The Federal Communications Commission moved swiftly in 2005 to impose E911 and CALEA requirements .....In the CALEA context, law enforcement has persuaded the Commission to rely on extraordinarily weak legal arguments in insisting that online businesses and broadband access providers make their services acceptable to law enforcement - either before these services are launched, thus constraining innovation, or for existing services at great retrofitting expense. In both settings, the FCC has plunged quickly ahead to apply these policies to the internet with little consideration either for the economic impacts of its choices or for alternative strategies that might have been employed. And both policies have been lifted largely unchanged from what they had been in the world of telephony, even though the internet presents a very different technical and economic context.
Sue also has a great blog post: CALEA roundup: 2005-2007 --- a must read.
"Much of the tussle has to do with cost-shifting: the original CALEA statute authorized $500 million to be allocated to paying the carriers back for their efforts in connection with compliance, but there's no money being offered to the internet players. But a lot of the recent tussle has to do with how to move CALEA's obligations into the internet era.
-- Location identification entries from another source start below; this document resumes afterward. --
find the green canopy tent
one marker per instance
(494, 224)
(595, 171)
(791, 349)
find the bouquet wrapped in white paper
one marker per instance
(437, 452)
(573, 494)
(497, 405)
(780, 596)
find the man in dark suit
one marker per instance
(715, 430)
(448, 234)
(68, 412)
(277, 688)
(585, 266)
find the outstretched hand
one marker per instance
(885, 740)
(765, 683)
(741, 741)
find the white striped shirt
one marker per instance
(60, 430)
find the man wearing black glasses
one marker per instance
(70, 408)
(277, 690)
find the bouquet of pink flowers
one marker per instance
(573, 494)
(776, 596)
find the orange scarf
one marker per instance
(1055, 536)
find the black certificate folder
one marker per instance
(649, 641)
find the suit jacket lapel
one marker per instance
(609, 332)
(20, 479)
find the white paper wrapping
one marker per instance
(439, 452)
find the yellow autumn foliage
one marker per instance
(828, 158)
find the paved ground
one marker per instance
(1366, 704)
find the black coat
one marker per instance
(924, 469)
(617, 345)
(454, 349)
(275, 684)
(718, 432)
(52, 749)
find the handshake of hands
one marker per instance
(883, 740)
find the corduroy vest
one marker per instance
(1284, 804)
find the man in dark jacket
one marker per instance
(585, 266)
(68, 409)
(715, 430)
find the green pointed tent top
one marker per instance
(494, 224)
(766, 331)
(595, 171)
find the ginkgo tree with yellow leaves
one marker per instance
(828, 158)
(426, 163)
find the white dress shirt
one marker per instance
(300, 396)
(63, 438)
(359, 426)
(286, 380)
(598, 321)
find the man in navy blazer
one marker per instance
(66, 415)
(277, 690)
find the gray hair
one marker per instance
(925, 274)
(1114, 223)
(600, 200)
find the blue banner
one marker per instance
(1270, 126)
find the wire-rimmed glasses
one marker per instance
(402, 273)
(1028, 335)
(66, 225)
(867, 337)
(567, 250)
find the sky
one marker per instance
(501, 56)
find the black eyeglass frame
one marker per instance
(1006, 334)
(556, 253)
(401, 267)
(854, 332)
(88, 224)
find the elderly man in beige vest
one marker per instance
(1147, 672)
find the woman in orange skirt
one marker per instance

The problem is that CALEA was specifically written not to cover online applications like email and other "information services." And saying what online "call-identifying" (non-content) information is presents a difficult task."
Sue goes on to explain that the law and Courts say CALEA is about access, not content. It creates a grey area for the provider since there is no clear definition of what call-identifying obligations are for packet. Sue is a lawyer and a professor of law at Cardozo School of Law and on the ICANN board. She knows of what she speaks.